When many of his dance peers were attempting their first pirouettes, Richardson was breakdancing on street corners or singing in the church choir (his grandmother was the choir director; his dad was an original member of the R&B group the Manhattans). He was 15 before he got serious about ballet, which is like entering medical school at 40. But like painters Jean-Michel Basquiat and Keith Haring, he reached the highest levels of a fine art by applying lessons he learned in a street discipline. "His original training in poplocking is what makes him such a formidable dancer," says former Alvin Ailey dancer Danielle Gee, referring to a subset of breakdancing in which the dancers appear to lock and unlock the joints in staccato movements that are robotic yet lyrical. "If anyone has taken the tradition of the street into contemporary ballet, he has."
It took years for Richardson to find a way to fuse the two inside himself. He first laid eyes on breakdancing at a block party in Queens, N.Y., at age 10. "They were having a dance contest," he says, "and these three guys were poplocking all synchronized, and they turned it out. I told my mom, 'That's what I want to do.' " Richardson spent three years poplocking and used it in his audition for New York's High School for Performing Arts.
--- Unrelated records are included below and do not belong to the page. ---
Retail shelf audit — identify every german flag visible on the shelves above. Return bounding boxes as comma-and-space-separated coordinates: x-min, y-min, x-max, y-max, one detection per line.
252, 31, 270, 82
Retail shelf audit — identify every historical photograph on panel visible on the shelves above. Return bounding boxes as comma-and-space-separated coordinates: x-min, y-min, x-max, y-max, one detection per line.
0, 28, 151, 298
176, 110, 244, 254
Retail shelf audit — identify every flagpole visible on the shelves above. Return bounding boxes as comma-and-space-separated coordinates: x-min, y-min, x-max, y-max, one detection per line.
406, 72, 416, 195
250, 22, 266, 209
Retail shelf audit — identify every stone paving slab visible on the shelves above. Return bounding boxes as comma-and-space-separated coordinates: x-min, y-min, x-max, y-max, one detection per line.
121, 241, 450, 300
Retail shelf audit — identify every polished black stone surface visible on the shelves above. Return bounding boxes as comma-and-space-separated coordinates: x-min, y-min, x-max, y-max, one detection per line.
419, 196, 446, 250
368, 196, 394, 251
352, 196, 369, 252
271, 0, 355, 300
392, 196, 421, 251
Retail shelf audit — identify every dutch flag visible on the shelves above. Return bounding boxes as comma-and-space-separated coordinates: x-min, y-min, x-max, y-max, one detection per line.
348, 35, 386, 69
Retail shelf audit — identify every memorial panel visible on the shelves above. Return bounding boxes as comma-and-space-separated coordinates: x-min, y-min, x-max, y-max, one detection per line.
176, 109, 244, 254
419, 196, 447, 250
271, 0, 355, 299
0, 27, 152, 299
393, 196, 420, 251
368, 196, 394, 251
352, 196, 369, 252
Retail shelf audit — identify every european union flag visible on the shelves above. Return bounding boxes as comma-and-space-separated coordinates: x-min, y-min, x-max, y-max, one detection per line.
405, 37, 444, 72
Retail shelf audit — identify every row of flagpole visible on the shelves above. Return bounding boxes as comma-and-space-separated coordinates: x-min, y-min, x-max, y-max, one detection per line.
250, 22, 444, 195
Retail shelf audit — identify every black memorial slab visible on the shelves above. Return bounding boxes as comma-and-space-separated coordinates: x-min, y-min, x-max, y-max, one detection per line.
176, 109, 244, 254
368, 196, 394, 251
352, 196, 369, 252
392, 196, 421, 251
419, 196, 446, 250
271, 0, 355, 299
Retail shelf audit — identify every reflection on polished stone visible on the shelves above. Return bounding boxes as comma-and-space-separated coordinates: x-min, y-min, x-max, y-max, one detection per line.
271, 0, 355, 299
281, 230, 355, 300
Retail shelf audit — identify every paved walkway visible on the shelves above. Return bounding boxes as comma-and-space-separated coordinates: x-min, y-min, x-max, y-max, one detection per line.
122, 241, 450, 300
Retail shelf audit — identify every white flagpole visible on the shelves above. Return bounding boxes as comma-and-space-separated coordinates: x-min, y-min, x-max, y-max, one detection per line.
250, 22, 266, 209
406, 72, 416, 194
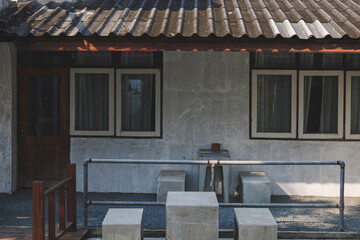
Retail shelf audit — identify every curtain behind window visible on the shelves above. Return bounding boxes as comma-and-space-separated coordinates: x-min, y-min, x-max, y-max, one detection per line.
351, 77, 360, 134
75, 73, 109, 131
121, 74, 155, 131
304, 76, 338, 133
257, 75, 291, 132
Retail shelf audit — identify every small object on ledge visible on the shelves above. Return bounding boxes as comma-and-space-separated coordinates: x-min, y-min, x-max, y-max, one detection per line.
211, 143, 220, 152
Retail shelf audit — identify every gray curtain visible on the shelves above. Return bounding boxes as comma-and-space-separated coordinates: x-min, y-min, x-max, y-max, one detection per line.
121, 74, 155, 131
75, 73, 109, 131
304, 76, 338, 133
257, 75, 291, 132
121, 52, 154, 67
351, 77, 360, 134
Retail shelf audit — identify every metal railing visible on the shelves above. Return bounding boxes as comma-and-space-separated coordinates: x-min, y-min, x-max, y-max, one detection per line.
83, 159, 345, 231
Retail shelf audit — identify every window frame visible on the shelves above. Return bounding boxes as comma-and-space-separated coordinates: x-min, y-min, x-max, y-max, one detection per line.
345, 71, 360, 140
70, 68, 115, 136
115, 68, 161, 137
298, 70, 344, 139
251, 69, 297, 139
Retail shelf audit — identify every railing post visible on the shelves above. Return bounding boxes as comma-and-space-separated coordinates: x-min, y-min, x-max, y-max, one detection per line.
83, 159, 91, 227
48, 192, 56, 240
59, 186, 66, 230
32, 181, 45, 240
339, 161, 345, 232
66, 164, 77, 232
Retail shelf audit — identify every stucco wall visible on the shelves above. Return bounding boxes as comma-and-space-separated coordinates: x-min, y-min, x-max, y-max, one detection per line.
0, 0, 9, 11
71, 52, 360, 196
0, 43, 17, 193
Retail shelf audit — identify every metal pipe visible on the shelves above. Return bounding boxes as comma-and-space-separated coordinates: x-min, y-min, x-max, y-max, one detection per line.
88, 200, 339, 208
88, 201, 166, 206
89, 159, 341, 165
219, 203, 339, 208
83, 159, 91, 227
339, 161, 345, 232
210, 163, 216, 192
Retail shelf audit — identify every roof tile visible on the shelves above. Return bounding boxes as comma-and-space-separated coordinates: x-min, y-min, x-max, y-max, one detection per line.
0, 0, 360, 39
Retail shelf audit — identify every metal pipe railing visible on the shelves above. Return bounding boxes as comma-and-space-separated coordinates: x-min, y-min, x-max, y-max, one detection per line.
84, 159, 345, 231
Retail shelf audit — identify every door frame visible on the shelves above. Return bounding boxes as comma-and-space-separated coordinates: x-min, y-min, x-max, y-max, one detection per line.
17, 67, 70, 188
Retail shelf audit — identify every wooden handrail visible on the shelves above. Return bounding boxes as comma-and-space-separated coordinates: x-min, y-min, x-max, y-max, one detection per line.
44, 177, 73, 195
32, 164, 77, 240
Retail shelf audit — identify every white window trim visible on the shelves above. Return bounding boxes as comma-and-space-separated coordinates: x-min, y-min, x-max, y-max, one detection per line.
345, 71, 360, 139
116, 69, 161, 137
251, 70, 297, 138
298, 70, 344, 139
70, 68, 114, 136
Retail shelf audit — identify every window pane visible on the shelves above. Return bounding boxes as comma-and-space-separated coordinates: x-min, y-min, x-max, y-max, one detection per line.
304, 76, 339, 133
299, 53, 343, 69
346, 54, 360, 70
72, 52, 112, 67
121, 74, 155, 131
254, 53, 296, 69
351, 76, 360, 134
257, 75, 291, 132
28, 75, 60, 136
75, 73, 109, 130
115, 52, 154, 68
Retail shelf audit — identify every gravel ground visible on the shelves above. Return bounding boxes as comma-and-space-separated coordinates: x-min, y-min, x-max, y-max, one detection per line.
0, 190, 360, 232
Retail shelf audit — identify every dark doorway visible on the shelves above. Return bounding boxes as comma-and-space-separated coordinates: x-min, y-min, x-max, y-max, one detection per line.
19, 67, 69, 187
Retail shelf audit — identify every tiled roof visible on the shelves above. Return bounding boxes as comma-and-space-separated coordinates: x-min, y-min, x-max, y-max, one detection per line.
0, 0, 360, 39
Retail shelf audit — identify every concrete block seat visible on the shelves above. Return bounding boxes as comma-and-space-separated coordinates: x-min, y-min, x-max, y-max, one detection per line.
234, 208, 277, 240
157, 170, 186, 202
166, 192, 219, 240
102, 208, 143, 240
239, 172, 271, 203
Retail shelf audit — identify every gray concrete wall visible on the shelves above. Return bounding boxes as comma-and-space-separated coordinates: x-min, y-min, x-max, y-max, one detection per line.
0, 0, 9, 11
0, 43, 17, 193
71, 52, 360, 196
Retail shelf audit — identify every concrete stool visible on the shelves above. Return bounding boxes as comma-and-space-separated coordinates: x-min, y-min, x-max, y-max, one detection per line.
239, 172, 271, 203
102, 208, 144, 240
157, 170, 186, 202
166, 192, 219, 240
234, 208, 277, 240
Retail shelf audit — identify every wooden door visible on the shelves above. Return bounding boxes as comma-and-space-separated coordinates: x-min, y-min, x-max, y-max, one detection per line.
19, 68, 69, 187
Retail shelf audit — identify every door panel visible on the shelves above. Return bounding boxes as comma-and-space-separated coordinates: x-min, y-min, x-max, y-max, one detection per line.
19, 68, 69, 187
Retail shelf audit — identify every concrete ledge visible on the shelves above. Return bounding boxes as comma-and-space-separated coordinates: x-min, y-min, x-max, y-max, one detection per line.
157, 170, 186, 202
166, 192, 219, 240
239, 172, 271, 203
102, 208, 144, 240
234, 208, 277, 240
85, 227, 360, 239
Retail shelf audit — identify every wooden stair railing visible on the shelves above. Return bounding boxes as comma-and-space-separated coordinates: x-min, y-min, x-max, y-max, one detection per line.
32, 164, 77, 240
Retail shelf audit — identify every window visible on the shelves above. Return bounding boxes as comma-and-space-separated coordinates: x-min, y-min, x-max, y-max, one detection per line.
345, 71, 360, 139
250, 52, 360, 140
299, 71, 344, 139
70, 68, 114, 136
116, 69, 160, 137
252, 70, 296, 138
70, 68, 160, 137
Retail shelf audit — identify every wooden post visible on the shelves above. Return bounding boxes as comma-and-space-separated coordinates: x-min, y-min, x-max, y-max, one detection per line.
59, 187, 65, 230
48, 192, 55, 240
66, 164, 77, 232
32, 181, 45, 240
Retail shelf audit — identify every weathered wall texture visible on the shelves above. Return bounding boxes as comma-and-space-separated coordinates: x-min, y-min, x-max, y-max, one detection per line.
0, 43, 17, 193
71, 52, 360, 196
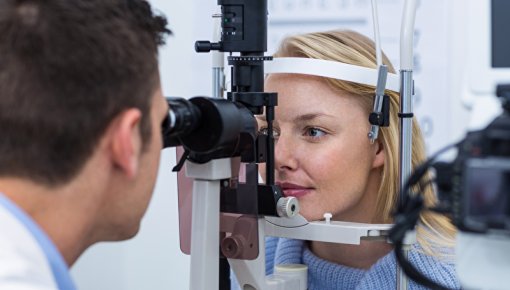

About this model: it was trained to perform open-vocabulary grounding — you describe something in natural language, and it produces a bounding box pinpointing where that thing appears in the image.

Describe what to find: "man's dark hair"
[0,0,170,186]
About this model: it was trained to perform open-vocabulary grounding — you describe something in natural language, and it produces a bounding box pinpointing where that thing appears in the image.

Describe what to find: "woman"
[233,31,460,290]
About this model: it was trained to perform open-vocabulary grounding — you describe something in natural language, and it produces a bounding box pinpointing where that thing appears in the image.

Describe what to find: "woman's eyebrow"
[292,112,335,123]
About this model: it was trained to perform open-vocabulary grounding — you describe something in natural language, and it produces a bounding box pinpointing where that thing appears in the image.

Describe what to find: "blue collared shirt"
[0,193,76,290]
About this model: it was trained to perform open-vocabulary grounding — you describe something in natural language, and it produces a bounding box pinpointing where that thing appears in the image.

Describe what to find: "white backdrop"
[72,0,469,290]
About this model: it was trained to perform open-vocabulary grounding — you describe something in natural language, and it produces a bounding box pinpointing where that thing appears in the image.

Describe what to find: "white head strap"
[264,57,400,93]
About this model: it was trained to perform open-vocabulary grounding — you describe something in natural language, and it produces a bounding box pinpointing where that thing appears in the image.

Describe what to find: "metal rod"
[399,70,413,205]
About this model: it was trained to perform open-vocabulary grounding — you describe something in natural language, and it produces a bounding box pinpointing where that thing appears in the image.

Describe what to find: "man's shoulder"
[0,205,57,289]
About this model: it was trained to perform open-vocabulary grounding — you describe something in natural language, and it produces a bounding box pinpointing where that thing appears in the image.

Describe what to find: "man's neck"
[0,178,100,266]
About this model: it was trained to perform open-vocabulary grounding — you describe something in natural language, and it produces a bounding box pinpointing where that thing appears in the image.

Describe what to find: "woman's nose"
[274,134,299,171]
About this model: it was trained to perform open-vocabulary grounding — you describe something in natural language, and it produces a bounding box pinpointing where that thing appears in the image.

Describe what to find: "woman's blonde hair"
[274,30,455,255]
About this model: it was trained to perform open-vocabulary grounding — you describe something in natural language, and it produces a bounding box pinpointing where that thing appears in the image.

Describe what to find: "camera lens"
[161,97,201,148]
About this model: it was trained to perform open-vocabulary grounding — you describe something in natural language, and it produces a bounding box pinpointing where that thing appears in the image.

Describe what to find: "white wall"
[72,0,474,290]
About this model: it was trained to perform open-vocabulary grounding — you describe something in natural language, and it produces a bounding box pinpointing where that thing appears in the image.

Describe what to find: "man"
[0,0,170,289]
It had made him so limber that he quickly adapted to the shapes of ballet, but the rigid technique seemed to snatch the joy from dancing.
Then, one afternoon at the Ailey School, he watched the company rehearse. "The girls came out moving from the gut with real passion," he recalls. "I saw how I could incorporate the passion I had from my street dancing with the technique I was learning. I saw how I could bring some magic to the stage."
Combining both techniques became a way of paying homage to generations past, to people like his grandmother Corene Spann, who worked as a maid at the famous City Center dance theater. She never was allowed to watch the dance. Before she died in 2000, at age 87, she saw dance quite often, and from the best seat in the house. "Whenever that curtain goes up," Richardson says, "I think about my grandmother, and I remember that what I'm doing is bigger than just myself."
Touré is a contributing editor at Rolling Stone magazine.